Coach, Inc. provides luxury accessories and lifestyle collections for women and men in the United States and internationally. It offers handbags, money pieces, wristlets, rings, charms, and cosmetic cases for women; and business cases, computer bags, messenger-style bags, totes, wallets, card cases, and belts, in addition to time administration and electronic accessories for men.
At the end of Tuesday’s trade, You On Demand Holdings, Inc. (NASDAQ:YOD)‘s shares dipped -5.24% to $2.17.
You On Demand Holdings, Inc. (YOD) declared a planned partnership with C Media, where YOD’s YOU Cinema service will become accessible to tens of millions of train passengers through C Media’s proprietary and recently launched railway Wi-Fi service platform.
In 2014, C Media secured the concession rights, via the appropriate regional railway administrations, to exclusively operate the Wi-Fi service on express and high-speed trains. To date, C Media has about 1,000 trains under its concession agreements and 140 trains already installed with C Rail Wi-Fi, making C Media the largest railway carriage Wi-Fi service provider in China, with immediate access to over 70 million captive consumers on board these 140 trains, annually.

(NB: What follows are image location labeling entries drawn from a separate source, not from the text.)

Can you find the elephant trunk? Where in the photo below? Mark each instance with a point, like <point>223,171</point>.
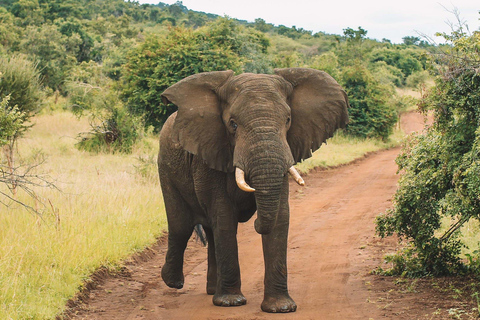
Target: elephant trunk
<point>267,176</point>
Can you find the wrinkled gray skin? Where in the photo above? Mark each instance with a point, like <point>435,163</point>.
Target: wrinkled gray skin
<point>262,124</point>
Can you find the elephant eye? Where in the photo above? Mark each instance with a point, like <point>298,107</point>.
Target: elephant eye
<point>234,125</point>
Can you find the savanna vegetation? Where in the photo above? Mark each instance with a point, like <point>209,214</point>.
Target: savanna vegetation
<point>80,109</point>
<point>437,207</point>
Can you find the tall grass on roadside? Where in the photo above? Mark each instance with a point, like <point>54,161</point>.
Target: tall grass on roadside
<point>342,149</point>
<point>105,212</point>
<point>110,207</point>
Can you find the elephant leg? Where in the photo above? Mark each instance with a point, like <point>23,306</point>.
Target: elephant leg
<point>180,228</point>
<point>212,263</point>
<point>227,292</point>
<point>276,297</point>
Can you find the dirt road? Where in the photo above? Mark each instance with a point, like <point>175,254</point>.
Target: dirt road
<point>332,250</point>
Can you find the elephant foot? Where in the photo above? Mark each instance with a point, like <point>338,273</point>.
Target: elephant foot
<point>211,288</point>
<point>172,277</point>
<point>229,300</point>
<point>279,304</point>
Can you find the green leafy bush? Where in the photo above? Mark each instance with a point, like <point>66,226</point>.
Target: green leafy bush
<point>370,113</point>
<point>92,94</point>
<point>21,81</point>
<point>439,190</point>
<point>160,62</point>
<point>10,122</point>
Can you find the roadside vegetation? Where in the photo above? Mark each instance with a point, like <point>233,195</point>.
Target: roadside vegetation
<point>437,206</point>
<point>81,133</point>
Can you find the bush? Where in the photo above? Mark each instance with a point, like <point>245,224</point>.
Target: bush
<point>439,190</point>
<point>418,79</point>
<point>21,81</point>
<point>370,113</point>
<point>10,122</point>
<point>92,94</point>
<point>160,62</point>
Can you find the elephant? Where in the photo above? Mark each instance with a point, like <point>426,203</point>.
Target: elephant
<point>226,154</point>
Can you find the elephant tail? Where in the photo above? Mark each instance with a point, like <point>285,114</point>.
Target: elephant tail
<point>200,234</point>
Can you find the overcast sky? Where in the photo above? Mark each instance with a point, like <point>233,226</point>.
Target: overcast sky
<point>390,19</point>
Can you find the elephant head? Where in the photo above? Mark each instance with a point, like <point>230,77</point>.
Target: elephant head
<point>259,125</point>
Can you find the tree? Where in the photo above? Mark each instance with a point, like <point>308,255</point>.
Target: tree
<point>160,62</point>
<point>370,113</point>
<point>19,100</point>
<point>355,35</point>
<point>439,190</point>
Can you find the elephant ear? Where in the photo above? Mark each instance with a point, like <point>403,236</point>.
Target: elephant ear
<point>318,106</point>
<point>198,126</point>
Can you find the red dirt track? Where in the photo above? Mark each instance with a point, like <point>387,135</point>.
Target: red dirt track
<point>332,251</point>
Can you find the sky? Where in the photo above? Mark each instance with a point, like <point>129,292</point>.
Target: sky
<point>389,19</point>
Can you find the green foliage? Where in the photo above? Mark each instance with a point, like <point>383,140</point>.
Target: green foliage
<point>417,80</point>
<point>92,93</point>
<point>370,113</point>
<point>11,122</point>
<point>440,187</point>
<point>20,80</point>
<point>387,74</point>
<point>327,62</point>
<point>160,62</point>
<point>407,60</point>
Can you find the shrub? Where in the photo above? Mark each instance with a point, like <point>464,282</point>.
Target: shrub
<point>370,113</point>
<point>92,94</point>
<point>160,62</point>
<point>21,81</point>
<point>417,79</point>
<point>439,190</point>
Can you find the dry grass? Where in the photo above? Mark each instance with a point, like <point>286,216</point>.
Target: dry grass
<point>109,207</point>
<point>106,211</point>
<point>342,150</point>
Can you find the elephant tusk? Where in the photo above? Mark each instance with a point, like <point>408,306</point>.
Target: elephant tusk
<point>296,176</point>
<point>240,178</point>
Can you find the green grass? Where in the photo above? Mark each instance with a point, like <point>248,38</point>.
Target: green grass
<point>341,150</point>
<point>106,211</point>
<point>109,207</point>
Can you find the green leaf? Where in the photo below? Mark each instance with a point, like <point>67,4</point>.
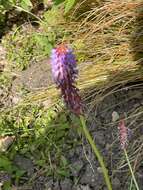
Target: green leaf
<point>26,5</point>
<point>68,5</point>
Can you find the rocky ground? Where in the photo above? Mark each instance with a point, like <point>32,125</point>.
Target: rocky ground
<point>85,172</point>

Once fully rolled out to all 1,000 trains, C Rail Wi-Fi will become a major gateway for YOU On Demand to access several hundred million travellers each year.
YOU On Demand Holdings, Inc., through its auxiliaries, provides integrated value-added service solutions for the delivery of video on demand and improved premium content for digital cable providers, Internet protocol television providers, over-the-top streaming providers, and mobile manufacturers and operators in the People’s Republic of China
ZIOPHARM Oncology Inc. (NASDAQ:ZIOP), ended its Tuesday’s trading session with -6.01% loss, and closed at $9.22.
ZIOPHARM Oncology Inc. (ZIOP) declared the initiation of a Phase 1b/2 study of Ad-RTS-hIL-12 + veledimex following standard chemotherapy for the treatment of patients with locally advanced or metastatic breast cancer. The study will be conducted at the Memorial Sloan Kettering Cancer Center in New York led by principal investigator Heather L. McArthur, M.D., M.P.H., Assistant Attending Physician, Breast Medicine Service, Memorial Sloan Kettering Cancer Center. Ad-RTS-hIL-12 is a novel gene therapy candidate for the controlled expression of IL-12, an important protein for collapsing tumor stroma and stimulating an anti-cancer T cell immune response.
ZIOPHARM Oncology, Inc., a biotechnology company, employs gene expression, control, and cell technologies to deliver cell-based therapies for the treatment of cancer. Its synthetic immuno-oncology programs, in partnership with Intrexon Corporation and the MD Anderson Cancer Center, comprise chimeric antigen receptor T cell (CAR-T) and other adoptive cell based approaches that use both non-viral and viral gene transfer methods for broad scalability.